Developers can see the following insights:
- Number of requests to the server and how many have failed (First blue graph)
- The breakdown of your page load times (Green Graph)
- How the application is scaling under different load types over a given period
- When your key usage peaks occur
Always investigate the spikes first, notice how the two blue ones line up? That should be investigated, however, notice that the green peak is actually at 4 hours. This is definitely the first thing we'll look at.
- Figure: The 'Average of Browser page load time by URL base' graph will highlight the slowest page.
As we can see that a single request took four hours in the 'Average of Browser page load time by URL base' graph, it is important to examine this request.
It would be nice to see the prior week for comparison, however, we're unable to in this section.
- Figure: In this case, the user agent string gives away the cause, Baidu (a Chinese search engine) got stuck and failed to index the page.
At this point, we'll create a PBI to investigate the problem and fix it.
(Suggestion to Microsoft, please allow annotating the graph to say we've investigated the spike)

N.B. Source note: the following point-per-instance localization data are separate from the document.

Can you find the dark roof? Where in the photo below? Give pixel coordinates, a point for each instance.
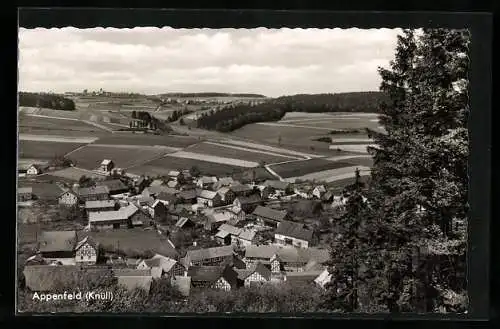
(276, 184)
(188, 194)
(24, 190)
(269, 213)
(200, 254)
(240, 188)
(165, 196)
(302, 277)
(94, 190)
(52, 277)
(294, 230)
(114, 185)
(259, 268)
(251, 199)
(52, 241)
(205, 273)
(183, 221)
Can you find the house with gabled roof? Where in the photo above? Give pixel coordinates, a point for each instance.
(226, 194)
(206, 182)
(154, 191)
(323, 279)
(115, 186)
(239, 189)
(37, 169)
(257, 274)
(248, 204)
(185, 222)
(132, 279)
(93, 193)
(100, 205)
(227, 234)
(293, 234)
(128, 216)
(106, 165)
(188, 196)
(157, 209)
(209, 256)
(24, 194)
(277, 187)
(319, 191)
(68, 198)
(265, 254)
(58, 246)
(223, 182)
(217, 277)
(268, 216)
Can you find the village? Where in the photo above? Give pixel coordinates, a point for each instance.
(211, 232)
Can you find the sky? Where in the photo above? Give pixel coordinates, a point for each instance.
(272, 62)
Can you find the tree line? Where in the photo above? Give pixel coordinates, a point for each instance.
(145, 120)
(50, 101)
(237, 116)
(401, 242)
(209, 94)
(341, 102)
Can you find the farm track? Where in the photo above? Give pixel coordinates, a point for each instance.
(252, 150)
(72, 119)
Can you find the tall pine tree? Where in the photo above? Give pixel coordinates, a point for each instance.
(413, 227)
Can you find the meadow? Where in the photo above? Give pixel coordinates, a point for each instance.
(44, 149)
(238, 152)
(304, 167)
(162, 166)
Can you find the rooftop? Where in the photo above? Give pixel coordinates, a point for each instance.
(294, 230)
(54, 241)
(269, 213)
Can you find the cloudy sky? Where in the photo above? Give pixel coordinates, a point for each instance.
(151, 60)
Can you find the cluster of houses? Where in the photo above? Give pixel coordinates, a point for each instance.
(257, 243)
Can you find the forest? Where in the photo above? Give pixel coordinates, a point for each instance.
(55, 102)
(237, 116)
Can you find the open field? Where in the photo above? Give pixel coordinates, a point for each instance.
(332, 175)
(231, 151)
(44, 150)
(145, 139)
(163, 165)
(216, 160)
(43, 190)
(356, 148)
(292, 138)
(301, 168)
(90, 156)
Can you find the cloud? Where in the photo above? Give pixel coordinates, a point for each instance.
(272, 62)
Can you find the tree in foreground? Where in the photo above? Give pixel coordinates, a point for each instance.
(411, 239)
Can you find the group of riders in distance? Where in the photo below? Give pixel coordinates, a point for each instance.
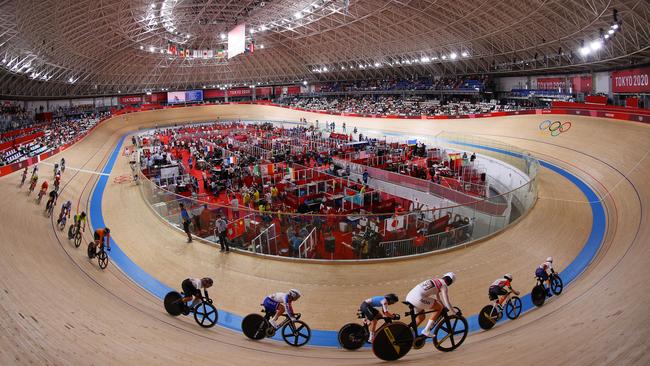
(446, 326)
(101, 237)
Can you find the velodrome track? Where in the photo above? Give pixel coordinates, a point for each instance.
(57, 307)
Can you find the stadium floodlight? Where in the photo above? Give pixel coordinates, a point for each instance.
(596, 45)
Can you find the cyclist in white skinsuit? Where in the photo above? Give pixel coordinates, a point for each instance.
(431, 294)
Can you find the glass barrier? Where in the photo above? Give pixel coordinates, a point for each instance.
(348, 231)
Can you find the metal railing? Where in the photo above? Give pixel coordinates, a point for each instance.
(264, 232)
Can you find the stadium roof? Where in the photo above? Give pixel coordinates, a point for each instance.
(92, 47)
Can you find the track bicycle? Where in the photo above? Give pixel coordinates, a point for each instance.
(491, 314)
(540, 292)
(353, 336)
(205, 313)
(294, 332)
(74, 232)
(394, 340)
(102, 257)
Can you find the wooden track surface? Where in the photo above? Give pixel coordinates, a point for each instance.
(57, 307)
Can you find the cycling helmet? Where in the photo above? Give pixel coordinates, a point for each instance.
(451, 276)
(207, 281)
(391, 298)
(295, 294)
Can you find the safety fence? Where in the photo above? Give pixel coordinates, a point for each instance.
(433, 220)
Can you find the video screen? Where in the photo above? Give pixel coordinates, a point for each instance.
(175, 97)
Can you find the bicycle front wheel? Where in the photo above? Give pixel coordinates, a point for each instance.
(205, 315)
(352, 336)
(296, 334)
(450, 333)
(513, 308)
(393, 341)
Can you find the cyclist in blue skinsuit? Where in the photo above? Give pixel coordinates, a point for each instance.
(276, 304)
(369, 310)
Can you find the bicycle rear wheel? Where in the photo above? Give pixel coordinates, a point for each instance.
(77, 238)
(556, 284)
(353, 336)
(538, 295)
(254, 326)
(393, 341)
(450, 333)
(102, 259)
(487, 318)
(172, 303)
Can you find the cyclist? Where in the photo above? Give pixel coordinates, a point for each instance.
(34, 170)
(54, 194)
(57, 181)
(369, 310)
(80, 221)
(24, 177)
(422, 298)
(192, 289)
(100, 235)
(497, 291)
(276, 304)
(541, 273)
(33, 182)
(44, 187)
(65, 211)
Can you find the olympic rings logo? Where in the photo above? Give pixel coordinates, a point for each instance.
(555, 127)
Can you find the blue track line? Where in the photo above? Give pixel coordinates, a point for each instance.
(328, 338)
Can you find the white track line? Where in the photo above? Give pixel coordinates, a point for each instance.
(79, 170)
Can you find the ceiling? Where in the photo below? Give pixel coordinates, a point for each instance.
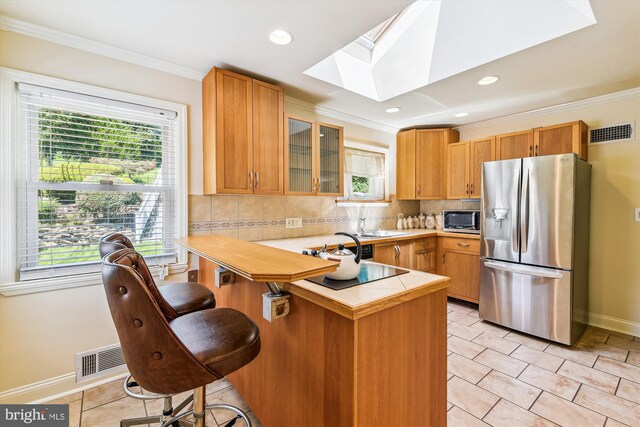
(199, 34)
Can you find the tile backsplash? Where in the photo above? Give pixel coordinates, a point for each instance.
(263, 217)
(437, 206)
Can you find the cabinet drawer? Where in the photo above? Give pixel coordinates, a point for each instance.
(461, 245)
(426, 243)
(425, 260)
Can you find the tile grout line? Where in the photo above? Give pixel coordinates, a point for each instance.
(491, 409)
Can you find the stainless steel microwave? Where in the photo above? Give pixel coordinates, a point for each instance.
(462, 221)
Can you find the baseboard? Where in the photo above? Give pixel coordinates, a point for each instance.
(53, 388)
(614, 324)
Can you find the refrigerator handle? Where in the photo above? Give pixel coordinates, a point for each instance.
(514, 219)
(519, 269)
(524, 212)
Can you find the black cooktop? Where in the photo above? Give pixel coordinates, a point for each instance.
(368, 273)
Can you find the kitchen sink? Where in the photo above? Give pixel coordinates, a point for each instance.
(382, 233)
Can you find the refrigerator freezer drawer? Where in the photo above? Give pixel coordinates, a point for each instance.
(533, 300)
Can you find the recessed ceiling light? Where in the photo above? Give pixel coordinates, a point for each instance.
(488, 80)
(280, 37)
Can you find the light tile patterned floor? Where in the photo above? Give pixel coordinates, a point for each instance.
(496, 377)
(502, 378)
(106, 405)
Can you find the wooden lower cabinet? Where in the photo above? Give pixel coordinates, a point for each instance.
(459, 259)
(394, 253)
(317, 368)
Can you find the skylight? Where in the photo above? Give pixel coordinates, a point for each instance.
(432, 40)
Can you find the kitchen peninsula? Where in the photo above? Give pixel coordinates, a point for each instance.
(374, 354)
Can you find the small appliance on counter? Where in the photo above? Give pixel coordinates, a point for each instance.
(368, 273)
(352, 271)
(462, 221)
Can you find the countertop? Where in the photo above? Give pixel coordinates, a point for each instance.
(280, 261)
(361, 300)
(298, 244)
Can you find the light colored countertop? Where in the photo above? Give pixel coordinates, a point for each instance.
(256, 262)
(361, 300)
(298, 244)
(280, 261)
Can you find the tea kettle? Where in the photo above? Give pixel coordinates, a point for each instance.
(349, 267)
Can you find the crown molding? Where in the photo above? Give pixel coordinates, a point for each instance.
(583, 103)
(311, 108)
(81, 43)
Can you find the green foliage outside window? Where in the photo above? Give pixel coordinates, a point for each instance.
(360, 184)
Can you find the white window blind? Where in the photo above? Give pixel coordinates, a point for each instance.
(91, 166)
(364, 174)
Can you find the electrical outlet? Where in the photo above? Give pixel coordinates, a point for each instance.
(192, 276)
(293, 223)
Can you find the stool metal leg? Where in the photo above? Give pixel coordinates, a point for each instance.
(199, 404)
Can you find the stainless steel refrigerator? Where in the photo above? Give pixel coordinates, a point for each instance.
(535, 245)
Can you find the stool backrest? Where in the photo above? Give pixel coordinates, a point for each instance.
(112, 242)
(155, 356)
(116, 241)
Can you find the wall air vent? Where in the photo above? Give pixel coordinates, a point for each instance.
(99, 362)
(617, 133)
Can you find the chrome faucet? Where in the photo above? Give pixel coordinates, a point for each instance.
(361, 225)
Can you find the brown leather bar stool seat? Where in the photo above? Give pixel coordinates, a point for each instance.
(170, 356)
(183, 297)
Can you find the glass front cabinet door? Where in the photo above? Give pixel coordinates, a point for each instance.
(313, 158)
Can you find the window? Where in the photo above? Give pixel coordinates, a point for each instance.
(89, 166)
(364, 174)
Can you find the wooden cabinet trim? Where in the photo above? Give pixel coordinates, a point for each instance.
(458, 177)
(277, 157)
(406, 165)
(239, 172)
(286, 154)
(340, 129)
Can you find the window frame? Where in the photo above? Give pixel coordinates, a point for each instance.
(373, 149)
(9, 176)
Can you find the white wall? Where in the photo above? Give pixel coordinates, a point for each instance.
(41, 333)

The other spike which requires investigation is in the server response times. To investigate it, click on the blue spike. This will open the Server response blade that allows you to compare the current server performance metrics to the previous weeks.
- Figure: In this case, the most important detail to action is the Get Healthcheck issue. Now you should be able to optimise the slowest pages
In this view, we find performance related issues when the usage graph shows similarities to the previous week but the response times are higher. When this occurs, click and drag on the timeline to select the spike and then click the magnifying glass to ‘zoom in’. This will reload the ‘Average of Server response time by Operation name’ graph with only data for the selected period.
Looking beyond the Average Response Times
High average response times are easy to find and indicate an endpoint that is usually slow - so this is a good metric to start with. But sometimes a low average value can contain many successful fast requests hiding a few much slower requests.
Application insights plots out the distribution of response time values allowing potential issues to be spotted.
Figure: this distribution graph shows that under an average value of 54.9ms, 99% of requests were under 23ms but there were a few requests taking up to 32 seconds!